According to its documents, the startup is well positioned to take advantage of the transition to digitization in the financial services industry, which has only been accelerated by the Covid-19 pandemic. By the end of last year, 13.6 million mortgages worth $ 4.3 trillion had been closed across the country, breaking the previous record of $ 3.7 trillion in 2003.
Blend reported a 166% increase in transactions on its platform from March 2020 to year-end compared to 2019. The company also reported a net loss of $ 75 million on revenue of $ 96 million. dollars in 2020, compared to a loss of $ 81. million dollars on revenues of $ 51 million the previous year.
Ghamsari is also set to earn a big payout – $ 10.9 billion according to Forbes calculations – if the company’s shares soar in the years after its IPO and hit every incentive reward outlined in its compensation deal.
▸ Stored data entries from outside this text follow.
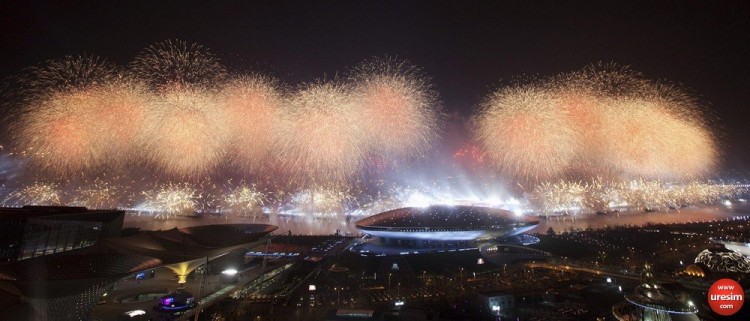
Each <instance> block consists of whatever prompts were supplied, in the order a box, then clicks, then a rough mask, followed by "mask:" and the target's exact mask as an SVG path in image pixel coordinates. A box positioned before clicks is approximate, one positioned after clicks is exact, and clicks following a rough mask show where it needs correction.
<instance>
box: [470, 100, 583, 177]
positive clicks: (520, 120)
mask: <svg viewBox="0 0 750 321" xmlns="http://www.w3.org/2000/svg"><path fill="white" fill-rule="evenodd" d="M559 104H560V99H559V98H558V97H556V96H555V95H554V94H553V93H552V92H550V91H549V90H547V89H545V88H539V87H535V86H524V87H511V88H505V89H501V90H499V91H497V92H495V93H493V94H492V95H491V96H490V97H489V98H488V99H487V100H486V101H485V102H484V104H483V107H482V109H481V111H480V112H479V116H477V118H475V122H474V123H475V125H474V128H475V132H476V135H477V138H478V140H479V141H480V142H481V144H482V145H483V147H484V149H485V151H486V153H487V156H489V158H490V159H491V160H492V161H494V162H495V163H496V164H497V166H499V168H500V169H501V171H502V172H503V173H505V174H508V175H511V176H516V177H532V178H542V179H544V178H551V177H555V176H558V175H561V174H562V173H564V172H565V171H566V170H567V169H568V168H569V167H570V166H571V164H572V162H573V161H574V159H575V158H576V157H577V156H578V155H579V153H580V151H581V149H582V144H583V142H582V137H581V135H580V133H579V132H578V131H577V130H576V127H575V123H574V122H573V121H572V120H571V119H570V117H569V115H568V114H567V113H565V112H561V111H560V110H559V108H558V106H559Z"/></svg>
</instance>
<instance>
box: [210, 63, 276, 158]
mask: <svg viewBox="0 0 750 321" xmlns="http://www.w3.org/2000/svg"><path fill="white" fill-rule="evenodd" d="M221 99H222V101H223V102H224V104H225V107H224V111H225V113H226V120H227V126H228V128H230V130H231V133H230V136H231V147H232V151H233V152H234V153H233V154H234V156H236V158H237V160H238V161H239V162H238V163H239V164H240V165H241V166H240V167H241V168H242V169H244V170H253V169H258V167H260V166H261V165H262V163H263V162H264V161H266V160H267V158H268V157H269V153H270V152H271V151H273V149H274V148H275V143H276V142H277V141H278V131H279V128H278V127H279V126H280V125H281V124H280V123H281V112H282V109H281V108H282V102H283V97H282V94H281V93H280V91H279V89H278V86H277V84H276V83H275V82H274V81H272V80H270V79H267V78H264V77H242V78H237V79H234V80H232V81H230V82H229V83H228V84H227V85H226V86H224V87H223V89H222V92H221Z"/></svg>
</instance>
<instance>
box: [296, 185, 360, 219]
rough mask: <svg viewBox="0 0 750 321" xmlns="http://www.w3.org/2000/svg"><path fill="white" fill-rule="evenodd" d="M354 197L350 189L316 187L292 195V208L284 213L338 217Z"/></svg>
mask: <svg viewBox="0 0 750 321" xmlns="http://www.w3.org/2000/svg"><path fill="white" fill-rule="evenodd" d="M353 201H354V197H353V196H352V195H351V194H350V191H349V190H345V189H339V188H324V187H315V188H311V189H308V190H304V191H301V192H298V193H296V194H294V195H292V198H291V200H290V203H289V204H290V206H291V207H292V208H291V209H290V210H284V209H282V210H283V212H282V213H283V214H292V215H312V216H313V217H336V216H338V215H342V214H344V213H345V212H346V211H347V209H348V208H349V206H348V205H349V203H350V202H353Z"/></svg>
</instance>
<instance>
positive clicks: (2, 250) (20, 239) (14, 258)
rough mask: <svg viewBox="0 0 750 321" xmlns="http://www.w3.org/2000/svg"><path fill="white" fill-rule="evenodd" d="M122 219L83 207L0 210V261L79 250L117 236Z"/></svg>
mask: <svg viewBox="0 0 750 321" xmlns="http://www.w3.org/2000/svg"><path fill="white" fill-rule="evenodd" d="M124 216H125V212H124V211H119V210H88V209H86V208H85V207H63V206H24V207H21V208H14V207H10V208H0V262H12V261H18V260H25V259H30V258H35V257H40V256H44V255H50V254H56V253H61V252H66V251H73V250H78V249H81V248H84V247H88V246H92V245H94V244H95V243H96V242H98V241H99V240H101V239H103V238H112V237H119V236H120V232H121V231H122V222H123V218H124Z"/></svg>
Blend’s board of directors has granted Ghamsari a total of 78.2 million stock options with an exercise price of $ 2.86 per share which vest over a period of 10 years, depending on the performance of the action.
“In 10 years, finance will be truly digital and proactive in real time,” says Ghamsari. “(Blend) will be one of the biggest companies in the world.”
Blend stands out this year Forbes’ Fintech 50, which celebrates private startups transforming financial services. Including Blend, at least four members of Fintech 50 2021 are planning to register on the public markets.